Pak Woto, petani sederhana di Banjarnegara, menjalani hari-harinya penuh tawa bersama keluarganya. Mulai dari traktor yang 'joget' hingga usaha konyol menenangkan cucu, kisah keluarga ini dipenuhi humor ringan yang menghangatkan hati. Temukan bagaimana kebahagiaan bisa hadir di tengah kesibukan sehari-hari melalui cerita lucu dan menghibur ini.

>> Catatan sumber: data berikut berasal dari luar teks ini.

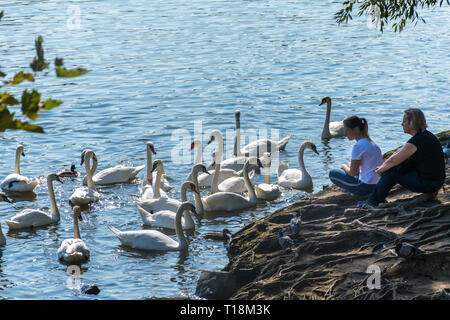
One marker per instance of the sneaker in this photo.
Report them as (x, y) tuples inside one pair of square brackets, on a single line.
[(364, 205)]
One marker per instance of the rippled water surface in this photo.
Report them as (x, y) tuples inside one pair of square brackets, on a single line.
[(158, 66)]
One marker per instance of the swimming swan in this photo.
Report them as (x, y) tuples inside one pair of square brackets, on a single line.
[(153, 190), (86, 194), (166, 218), (206, 180), (114, 175), (258, 147), (15, 182), (295, 178), (153, 239), (74, 251), (266, 190), (29, 218), (334, 129), (165, 185), (229, 201)]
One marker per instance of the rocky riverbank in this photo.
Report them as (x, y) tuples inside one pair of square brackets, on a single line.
[(337, 243)]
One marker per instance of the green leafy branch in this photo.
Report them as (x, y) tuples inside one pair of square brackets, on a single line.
[(397, 11)]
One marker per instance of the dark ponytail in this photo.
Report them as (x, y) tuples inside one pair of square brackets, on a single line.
[(355, 121)]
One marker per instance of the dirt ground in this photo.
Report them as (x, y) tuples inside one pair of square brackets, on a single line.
[(338, 243)]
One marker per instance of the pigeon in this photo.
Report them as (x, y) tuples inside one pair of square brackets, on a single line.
[(406, 250), (295, 224), (284, 241)]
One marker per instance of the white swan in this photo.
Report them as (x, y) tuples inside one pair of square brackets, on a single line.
[(229, 201), (74, 251), (114, 175), (295, 178), (15, 182), (206, 180), (2, 237), (166, 218), (153, 239), (158, 202), (258, 147), (165, 185), (153, 190), (333, 129), (29, 218), (86, 194), (4, 198), (266, 190), (235, 184)]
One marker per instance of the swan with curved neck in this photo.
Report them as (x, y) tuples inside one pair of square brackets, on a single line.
[(166, 218), (74, 251), (229, 201), (295, 178), (258, 147), (334, 129), (206, 180), (114, 175), (151, 190), (153, 239), (15, 182), (30, 218), (266, 190), (158, 203), (86, 194)]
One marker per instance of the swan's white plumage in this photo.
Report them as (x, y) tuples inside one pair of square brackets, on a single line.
[(15, 182), (153, 239), (296, 178), (86, 194), (29, 218)]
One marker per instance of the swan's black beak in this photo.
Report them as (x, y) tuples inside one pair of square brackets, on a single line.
[(259, 163), (314, 149)]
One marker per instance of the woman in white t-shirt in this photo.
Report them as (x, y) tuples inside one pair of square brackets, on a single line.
[(359, 178)]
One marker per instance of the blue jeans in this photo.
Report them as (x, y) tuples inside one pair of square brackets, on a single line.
[(410, 180), (352, 184)]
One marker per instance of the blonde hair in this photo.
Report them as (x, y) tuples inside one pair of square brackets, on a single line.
[(416, 118)]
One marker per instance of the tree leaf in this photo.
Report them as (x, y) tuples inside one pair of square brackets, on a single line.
[(30, 104), (7, 99), (64, 73), (21, 76), (50, 104)]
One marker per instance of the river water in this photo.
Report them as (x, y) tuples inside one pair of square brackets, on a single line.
[(160, 68)]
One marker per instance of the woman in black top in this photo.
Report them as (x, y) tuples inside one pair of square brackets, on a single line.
[(418, 166)]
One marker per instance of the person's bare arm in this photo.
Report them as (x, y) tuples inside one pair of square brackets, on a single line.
[(398, 157)]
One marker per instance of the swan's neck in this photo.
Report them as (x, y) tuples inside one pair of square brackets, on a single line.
[(158, 181), (248, 183), (182, 244), (215, 183), (149, 165), (267, 177), (237, 143), (198, 199), (17, 164), (89, 173), (301, 164), (198, 157), (326, 126), (53, 207), (76, 229)]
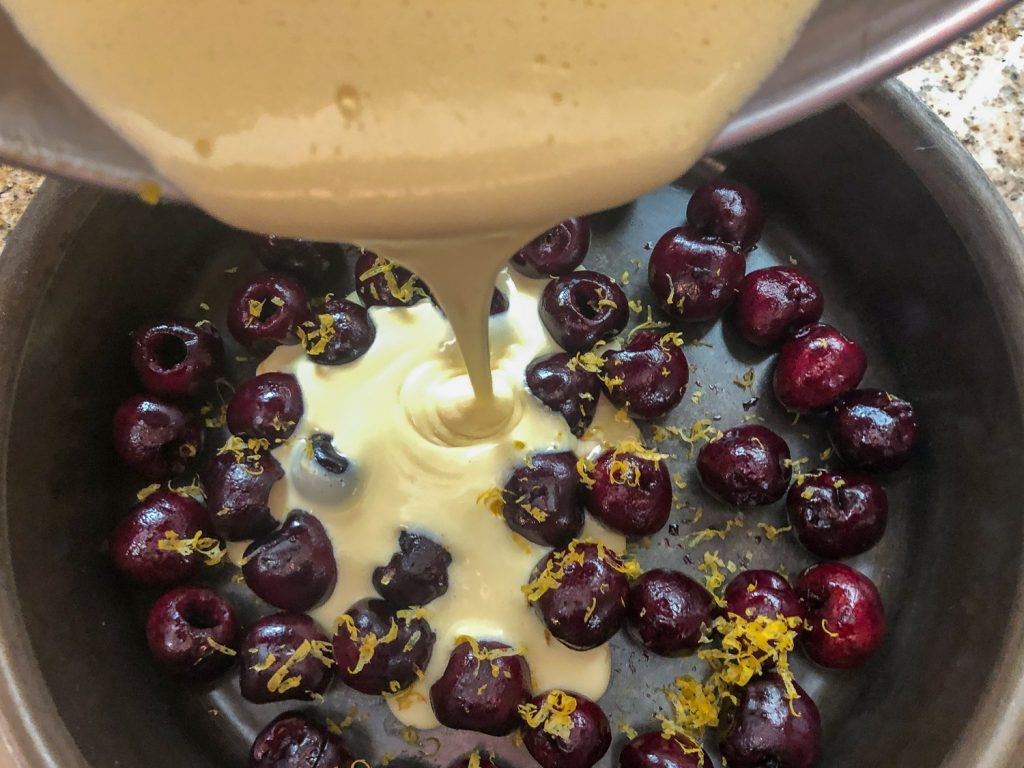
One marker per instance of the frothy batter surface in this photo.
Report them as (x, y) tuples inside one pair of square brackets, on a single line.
[(355, 119)]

Karya ini diterbitkan atas izin NovelToon Esa, isi konten hanyalah pandangan pribadi pembuatnya, tidak mewakili NovelToon sendiri
Kepanikan Ayah Muda di Tengah Sawah
Setelah tawa mereka mereda dan rasa kenyang mulai memenuhi perut, Puthut tiba-tiba teringat sesuatu. Ia melirik ke arah Marni, istrinya, yang sedang asyik menikmati sisa Dawet Ayu. Wajahnya mendadak serius, dan dia mendekatkan diri ke Marni.
"Eh, sayang," bisik Puthut pelan, "anak kita, Kanza, di rumah sama siapa ya? Udah dibikinin susu belum?"
Marni yang sedang menikmati suapan terakhir gedang goreng itu, tersentak. Matanya langsung melebar, dan tanpa sadar dia menutup mulutnya yang penuh makanan. "Ya ampun, Puthut! Aku lupa tadi kita tinggalin sama siapa! Aduh, anak kita gimana?"
Puthut pun langsung panik. "Kamu serius, Marni? Aduh, jangan-jangan dia nangis dari tadi. Anak kita kelaparan!"
Mendengar obrolan ini, Pak Woto dan Bu Sisur hanya bisa menahan tawa. Mereka berdua saling pandang dan sudah bisa menebak ke mana arah kepanikan Puthut ini akan berujung.
Bu Sisur kemudian berkata sambil menahan tawa, "Tenang, tenang, Puthut. Anaknya nggak sendirian kok. Tadi sebelum kalian ke sawah, aku sudah nitipin Kanza ke Bu Kartini, tetangga kita. Katanya dia senang jagain bayi, jadi aman!"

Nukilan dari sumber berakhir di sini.